The pair have unveiled Fabien Cousteau's Proteus, a 4,000-square-foot modular lab that will sit under the water off the coast of Curaçao, providing a home to scientists and researchers from across the world studying the ocean -- from the effects of climate change and new marine life to medicinal breakthroughs.

Designed as a two-story circular structure grounded to the ocean floor on stilts, Proteus' protruding pods contain laboratories, personal quarters, medical bays and a moon pool where divers can access the ocean floor. Powered by wind and solar energy, and ocean thermal energy conversion, the structure will also feature the first underwater greenhouse for growing food, as well as a video production facility.

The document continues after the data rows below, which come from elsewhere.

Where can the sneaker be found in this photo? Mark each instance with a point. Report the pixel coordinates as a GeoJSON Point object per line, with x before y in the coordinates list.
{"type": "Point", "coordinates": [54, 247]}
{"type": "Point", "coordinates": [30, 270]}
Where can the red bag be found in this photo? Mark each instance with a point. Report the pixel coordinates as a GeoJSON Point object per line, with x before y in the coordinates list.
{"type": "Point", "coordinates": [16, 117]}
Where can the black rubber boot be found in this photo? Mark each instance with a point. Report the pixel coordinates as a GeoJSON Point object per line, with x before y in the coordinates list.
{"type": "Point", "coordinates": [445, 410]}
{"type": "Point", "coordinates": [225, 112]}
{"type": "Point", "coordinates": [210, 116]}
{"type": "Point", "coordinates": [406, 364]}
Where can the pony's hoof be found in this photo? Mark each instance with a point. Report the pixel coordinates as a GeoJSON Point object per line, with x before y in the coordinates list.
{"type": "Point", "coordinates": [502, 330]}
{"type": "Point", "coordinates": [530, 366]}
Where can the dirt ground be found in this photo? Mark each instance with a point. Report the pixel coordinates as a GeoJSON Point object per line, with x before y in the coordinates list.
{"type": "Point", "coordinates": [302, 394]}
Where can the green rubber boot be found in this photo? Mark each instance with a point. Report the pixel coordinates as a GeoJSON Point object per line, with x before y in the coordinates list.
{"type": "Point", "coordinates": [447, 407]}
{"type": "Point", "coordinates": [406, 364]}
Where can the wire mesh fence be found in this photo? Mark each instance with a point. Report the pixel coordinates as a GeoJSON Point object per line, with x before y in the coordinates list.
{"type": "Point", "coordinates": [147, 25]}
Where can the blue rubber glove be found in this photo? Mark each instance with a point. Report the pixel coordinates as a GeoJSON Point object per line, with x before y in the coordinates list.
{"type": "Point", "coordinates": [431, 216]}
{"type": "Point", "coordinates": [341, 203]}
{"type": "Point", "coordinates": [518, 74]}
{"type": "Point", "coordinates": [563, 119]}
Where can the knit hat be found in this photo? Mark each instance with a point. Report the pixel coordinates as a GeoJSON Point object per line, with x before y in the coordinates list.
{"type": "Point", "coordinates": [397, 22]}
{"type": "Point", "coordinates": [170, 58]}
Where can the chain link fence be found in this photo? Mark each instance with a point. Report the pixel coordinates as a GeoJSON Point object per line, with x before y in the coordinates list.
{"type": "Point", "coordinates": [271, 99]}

The Proteus is intended to be the underwater version of the International Space Station (ISS), where government agencies, scientists, and the private sector can collaborate in the spirit of collective knowledge, irrespective of borders.

"Ocean exploration is 1,000 times more important than space exploration for -- selfishly -- our survival, for our trajectory into the future," Cousteau said over a video call, with Béhar. "It's our life support system. It is the very reason why we exist in the first place."